Globe Live was inspired by Pop-Up Magazine, a production of live storytelling that Nieman Reports’ Eryn Carlson explored with founder Doug McGray last year, and Live Magazine, a similar venture launched three years ago in Paris and described here by former Nieman Fellow Florence Martin-Kessler.

The tradition of journalists on stage goes back at least to the The Living Newspaper Project launched during the New Deal in the 1930s, a mostly unknown chapter in journalism history reprised raucously with song and story by Globe Live.  

Just as the Living Newspaper was born of economic hard times, Globe Live is emerging in a publishing era that requires most every innovation to pull its own weight financially.

In an interview for a piece I wrote before the Globe rolled out its earlier version of Globe Live in May, Tim Marken, then chief growth officer for Boston Globe Media Partners, deflected my questions about the experiment’s revenues and expenses.
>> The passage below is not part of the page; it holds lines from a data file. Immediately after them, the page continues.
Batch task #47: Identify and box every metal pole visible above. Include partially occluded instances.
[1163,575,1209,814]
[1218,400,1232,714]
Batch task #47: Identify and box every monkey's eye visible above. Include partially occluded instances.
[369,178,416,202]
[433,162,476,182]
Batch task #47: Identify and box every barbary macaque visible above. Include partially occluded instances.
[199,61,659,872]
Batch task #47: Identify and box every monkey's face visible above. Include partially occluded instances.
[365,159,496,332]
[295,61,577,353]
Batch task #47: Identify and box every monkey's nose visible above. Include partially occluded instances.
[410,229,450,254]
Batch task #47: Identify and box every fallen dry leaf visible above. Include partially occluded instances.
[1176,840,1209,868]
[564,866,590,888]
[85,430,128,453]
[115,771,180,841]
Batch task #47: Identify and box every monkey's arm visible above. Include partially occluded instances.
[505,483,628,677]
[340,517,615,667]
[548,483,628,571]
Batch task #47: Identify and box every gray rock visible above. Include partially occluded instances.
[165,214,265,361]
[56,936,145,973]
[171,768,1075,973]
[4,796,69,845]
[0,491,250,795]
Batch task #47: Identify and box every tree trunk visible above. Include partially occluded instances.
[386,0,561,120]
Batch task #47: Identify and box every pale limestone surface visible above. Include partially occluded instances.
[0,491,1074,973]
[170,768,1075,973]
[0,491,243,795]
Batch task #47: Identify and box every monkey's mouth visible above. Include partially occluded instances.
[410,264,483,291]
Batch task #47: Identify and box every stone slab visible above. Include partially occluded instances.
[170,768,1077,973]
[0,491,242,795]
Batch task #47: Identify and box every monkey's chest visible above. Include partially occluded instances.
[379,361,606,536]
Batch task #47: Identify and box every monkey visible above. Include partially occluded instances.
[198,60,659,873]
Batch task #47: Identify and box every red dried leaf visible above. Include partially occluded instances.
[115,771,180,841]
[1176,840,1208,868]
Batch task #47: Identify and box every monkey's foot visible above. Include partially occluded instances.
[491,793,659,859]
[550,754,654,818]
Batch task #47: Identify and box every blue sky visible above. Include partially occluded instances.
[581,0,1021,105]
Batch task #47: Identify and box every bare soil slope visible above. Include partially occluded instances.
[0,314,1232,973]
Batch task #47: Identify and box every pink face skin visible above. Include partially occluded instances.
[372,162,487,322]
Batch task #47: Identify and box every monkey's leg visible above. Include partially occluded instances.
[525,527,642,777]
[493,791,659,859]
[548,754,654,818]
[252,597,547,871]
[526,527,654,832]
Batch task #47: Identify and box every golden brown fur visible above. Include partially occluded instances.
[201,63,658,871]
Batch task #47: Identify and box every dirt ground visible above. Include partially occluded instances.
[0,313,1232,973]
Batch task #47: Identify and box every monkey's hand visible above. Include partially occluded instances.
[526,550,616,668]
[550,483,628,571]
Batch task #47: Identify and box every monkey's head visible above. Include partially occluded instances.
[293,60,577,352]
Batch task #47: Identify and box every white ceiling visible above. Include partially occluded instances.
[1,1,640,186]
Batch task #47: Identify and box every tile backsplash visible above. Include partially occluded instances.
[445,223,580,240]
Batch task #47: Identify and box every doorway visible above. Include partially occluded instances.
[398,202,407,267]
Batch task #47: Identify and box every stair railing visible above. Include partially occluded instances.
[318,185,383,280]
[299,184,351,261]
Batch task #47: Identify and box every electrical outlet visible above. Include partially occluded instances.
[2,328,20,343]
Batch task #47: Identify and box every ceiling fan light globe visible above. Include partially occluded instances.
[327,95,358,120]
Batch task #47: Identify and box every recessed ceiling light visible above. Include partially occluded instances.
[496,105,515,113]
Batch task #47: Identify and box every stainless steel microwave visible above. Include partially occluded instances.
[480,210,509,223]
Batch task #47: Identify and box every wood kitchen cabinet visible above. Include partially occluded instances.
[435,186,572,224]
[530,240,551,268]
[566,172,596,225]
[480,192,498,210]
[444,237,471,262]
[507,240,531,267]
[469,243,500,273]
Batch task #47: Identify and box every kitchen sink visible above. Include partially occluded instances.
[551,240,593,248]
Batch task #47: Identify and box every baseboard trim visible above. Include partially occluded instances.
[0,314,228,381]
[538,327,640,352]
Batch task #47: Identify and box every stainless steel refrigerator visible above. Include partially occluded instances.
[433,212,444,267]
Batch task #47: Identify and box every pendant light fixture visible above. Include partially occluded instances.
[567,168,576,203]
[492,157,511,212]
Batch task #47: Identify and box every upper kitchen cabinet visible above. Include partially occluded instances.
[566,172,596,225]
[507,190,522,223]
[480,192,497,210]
“It’s safe to say this will not be a big money-maker,” said Marken, who has since left the Globe. “When we move to sponsorship, we’ll have a much bigger opportunity.”

Without financial details the paper declined to provide, It’s unclear just how much bigger that opportunity turned out to be with the two sponsors lined up for Globe Live II.

As the “presenting sponsor,” a center for yoga and health in the Berkshires called Kripalu got an ad in the program, give-aways in the seats and, more significantly, an advertiser’s dream of an exposure opportunity: an extended infomercial following intermission that included a talk by the company CEO and a video.

Kripalu tweet.png

I was grateful to the company for sponsoring a program I enjoyed. I was sympathetic to its message (let’s all find a way to take a breath), and I like the idea of an advertiser with a good story to tell. But I wished that some of the rigor applied to regular program segments had been on display here.

The second sponsor, a planned community about 50 miles south of Boston called The Pinehills, drew about 30 people to a “Behind the Curtain” discussion of the show -- and all things journalism -- on Sunday. In addition to “a light brunch,” the $20 ticket (free to Globe subscribers) included a chat with Globe Live editor and director Scott Hellman and a few of the show’s performers.

In a story published last week, Helman described four goals for Globe Live: To introduce people to Globe journalism in a new way, expand the Globe brand, serve as a community convener, and to bring true stories to life.

Great goals. And from what I could see from my seat, all achieved.

But I wonder if Globe Live can succeed where other promising (but since shed) new initiatives at the paper -- Crux and BetaBoston come to mind -- could not: at the cash register.

As a subscriber and occasional freelancer, I hope the Globe finds all the new money it can.  

“We are pleased that audiences responded positively,” Scott Halstead, managing director of the show told me in an email. “We ran two nights with a nearly sold-out theatre each night, further proving that this model of journalism resonates with our community.”

But just in case, if this is the sort of thing that resonates with you, I recommend buying a print or digital subscription if you haven’t done so already.

Even more than captive audiences, the Globe needs more paying customers.